Some politicians have called this political activism of the Constitutional Court as part of a more massive conspiracy to overtake control of the country.
We could consider this position, especially in the context of the ease with which the Court has retracted its decisions.
The political activism of the Constitutional Court has attracted many criticisms since those decisions were adopted. The Secretary-General of the Council of Europe has gone so far as to call them " arbitrary and hard to understand" and referred them to the Venice Commission. The Commission has yet to form an opinion on them on June 20, 2019. Two former Presidents of Moldova have publicly spoken against the activism of the Court. A position of the Lawyers' Union stated a different take on the issues at hand, and a conference of law professors have debated ways to get out of the political crisis that they created.
In the meantime, the Democrat Party has decided to withdraw from power based on international and internal pressure. The leaders of the new government coalition have asked for the Court to rescind its decisions to avoid the continuing constitutional crisis. The Court has responded with a brief meeting on June 15, where it annulled the previous rulings. Among the motives cited for annulment was the de facto situation in Moldova, the maintaining of social peace, the rule of law, as well as a framework to protect human rights by avoiding a greater political instability.

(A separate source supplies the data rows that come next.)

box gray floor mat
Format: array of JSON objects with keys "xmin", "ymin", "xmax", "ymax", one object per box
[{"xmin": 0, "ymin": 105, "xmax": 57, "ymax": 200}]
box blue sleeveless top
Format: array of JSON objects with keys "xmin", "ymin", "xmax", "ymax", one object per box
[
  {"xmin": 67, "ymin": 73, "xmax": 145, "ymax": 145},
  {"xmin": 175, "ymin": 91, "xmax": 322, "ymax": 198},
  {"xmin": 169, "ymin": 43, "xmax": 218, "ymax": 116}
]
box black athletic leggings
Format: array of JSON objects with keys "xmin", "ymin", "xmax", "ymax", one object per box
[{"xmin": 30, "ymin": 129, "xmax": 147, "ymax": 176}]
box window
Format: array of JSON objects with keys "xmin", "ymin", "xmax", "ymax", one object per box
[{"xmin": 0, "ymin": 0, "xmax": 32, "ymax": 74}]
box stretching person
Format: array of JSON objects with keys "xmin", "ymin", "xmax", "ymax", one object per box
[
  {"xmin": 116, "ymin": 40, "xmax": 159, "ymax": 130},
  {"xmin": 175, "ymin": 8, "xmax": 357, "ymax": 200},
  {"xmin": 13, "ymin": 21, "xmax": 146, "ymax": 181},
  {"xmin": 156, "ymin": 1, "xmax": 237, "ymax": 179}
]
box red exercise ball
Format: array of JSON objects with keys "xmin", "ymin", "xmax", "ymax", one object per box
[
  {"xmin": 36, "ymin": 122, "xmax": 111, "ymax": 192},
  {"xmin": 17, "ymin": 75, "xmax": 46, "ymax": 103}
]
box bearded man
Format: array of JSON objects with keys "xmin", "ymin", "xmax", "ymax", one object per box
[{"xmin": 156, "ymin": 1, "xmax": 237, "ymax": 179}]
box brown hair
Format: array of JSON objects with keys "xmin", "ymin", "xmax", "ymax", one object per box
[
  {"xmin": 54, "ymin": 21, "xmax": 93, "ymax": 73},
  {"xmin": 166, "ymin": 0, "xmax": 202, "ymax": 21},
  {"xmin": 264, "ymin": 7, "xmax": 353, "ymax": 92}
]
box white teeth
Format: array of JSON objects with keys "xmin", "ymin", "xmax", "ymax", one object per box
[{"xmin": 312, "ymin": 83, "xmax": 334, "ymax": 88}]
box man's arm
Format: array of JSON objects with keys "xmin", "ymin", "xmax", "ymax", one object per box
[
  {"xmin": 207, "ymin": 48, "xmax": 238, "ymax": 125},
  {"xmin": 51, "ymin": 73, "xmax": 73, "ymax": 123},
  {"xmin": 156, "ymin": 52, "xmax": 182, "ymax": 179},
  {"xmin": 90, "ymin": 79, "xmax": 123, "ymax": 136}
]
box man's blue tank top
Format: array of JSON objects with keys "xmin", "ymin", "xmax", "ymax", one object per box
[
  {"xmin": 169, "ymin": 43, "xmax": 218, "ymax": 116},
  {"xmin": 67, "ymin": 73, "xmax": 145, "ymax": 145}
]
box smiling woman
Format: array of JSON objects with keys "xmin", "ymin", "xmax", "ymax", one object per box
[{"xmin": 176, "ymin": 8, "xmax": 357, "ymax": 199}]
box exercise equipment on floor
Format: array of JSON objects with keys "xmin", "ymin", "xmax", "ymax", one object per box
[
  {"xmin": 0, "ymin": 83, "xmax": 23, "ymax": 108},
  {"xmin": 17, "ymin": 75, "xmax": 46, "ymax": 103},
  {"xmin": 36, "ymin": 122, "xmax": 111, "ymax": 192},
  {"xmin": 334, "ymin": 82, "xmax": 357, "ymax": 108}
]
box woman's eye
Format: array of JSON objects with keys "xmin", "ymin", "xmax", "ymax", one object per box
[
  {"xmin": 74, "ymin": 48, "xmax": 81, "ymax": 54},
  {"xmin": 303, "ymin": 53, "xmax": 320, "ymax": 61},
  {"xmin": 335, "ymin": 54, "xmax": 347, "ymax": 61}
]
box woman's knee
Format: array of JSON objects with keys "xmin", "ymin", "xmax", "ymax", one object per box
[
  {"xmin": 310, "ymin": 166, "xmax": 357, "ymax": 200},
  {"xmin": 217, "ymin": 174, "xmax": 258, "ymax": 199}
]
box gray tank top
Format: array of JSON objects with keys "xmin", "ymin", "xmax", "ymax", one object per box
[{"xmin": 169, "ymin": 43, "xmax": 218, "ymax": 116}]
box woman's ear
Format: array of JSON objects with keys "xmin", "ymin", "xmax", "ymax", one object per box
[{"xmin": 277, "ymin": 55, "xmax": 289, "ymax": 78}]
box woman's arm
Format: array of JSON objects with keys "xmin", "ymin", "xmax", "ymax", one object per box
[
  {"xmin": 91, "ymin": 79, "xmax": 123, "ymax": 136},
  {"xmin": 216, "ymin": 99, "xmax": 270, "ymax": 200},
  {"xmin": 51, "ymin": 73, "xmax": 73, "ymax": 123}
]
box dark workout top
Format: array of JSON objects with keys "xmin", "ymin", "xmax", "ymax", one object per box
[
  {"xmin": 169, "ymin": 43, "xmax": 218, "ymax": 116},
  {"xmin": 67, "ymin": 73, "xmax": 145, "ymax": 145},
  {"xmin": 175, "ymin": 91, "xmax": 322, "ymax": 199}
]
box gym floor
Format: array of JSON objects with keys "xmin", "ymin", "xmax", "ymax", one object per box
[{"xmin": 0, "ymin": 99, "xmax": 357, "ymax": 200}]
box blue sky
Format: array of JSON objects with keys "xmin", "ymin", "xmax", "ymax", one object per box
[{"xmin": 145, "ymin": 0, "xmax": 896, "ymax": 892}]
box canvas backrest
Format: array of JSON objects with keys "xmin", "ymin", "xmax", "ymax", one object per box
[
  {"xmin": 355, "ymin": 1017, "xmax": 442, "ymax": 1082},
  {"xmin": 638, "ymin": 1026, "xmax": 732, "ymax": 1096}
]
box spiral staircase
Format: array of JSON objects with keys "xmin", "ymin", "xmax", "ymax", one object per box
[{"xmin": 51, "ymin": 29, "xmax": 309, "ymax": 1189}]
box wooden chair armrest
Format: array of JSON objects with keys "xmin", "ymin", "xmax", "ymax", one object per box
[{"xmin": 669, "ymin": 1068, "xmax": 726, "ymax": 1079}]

The erratic behavior of the Constitutional Court may have different motives, including political influence and lack of professionalism from the part of individual judges, but it caused a significant loss of legitimacy and a perilous legal precedent. The de facto situation cannot lead to a different interpretation of the Constitution and may not lead to the annulment of Constitutional Court decisions. The current Court may not be able to come back from the legitimacy deficit and is better off by honourably resigning.
But many of the issues described in this article may be solved by reforming the Constitutional Court by:
1. Expanding the number of justices to 8 by letting the President appoint two more judges. The President is once more an elective position and should have a say in the appointment of the Constitutional Court justices. This move could dilute their eventual political affiliations and lead to more unbiased decisions.
2. Establishing a moratorium on appointing judges for the last year of political terms. The last-minute appointments could be more biased and oriented towards immediate political goals and therefore, should be avoided.
3. Allowing terms suspension. Not to provide unrealistic time frameworks for the Constitutional Court and the political actors, the Court should be able to suspend terms contained for the issues it has to interpret. This way, the Court will not rush its decisions and will give the political actors sufficient time to act upon it.
4. Appeal right with a super-majority in Parliament. The Constitutional Court activism in the recent period has led to the necessity to provide an appeal procedure. The only plausible way of appeal could be to the Parliament with a super-majority consisting of 2/3 or 3/5 of the Assembly.
5. We understand that the current political situation does not provide a majority sufficient to reform the Constitutional Court, but the question of the over-powered institution remains open.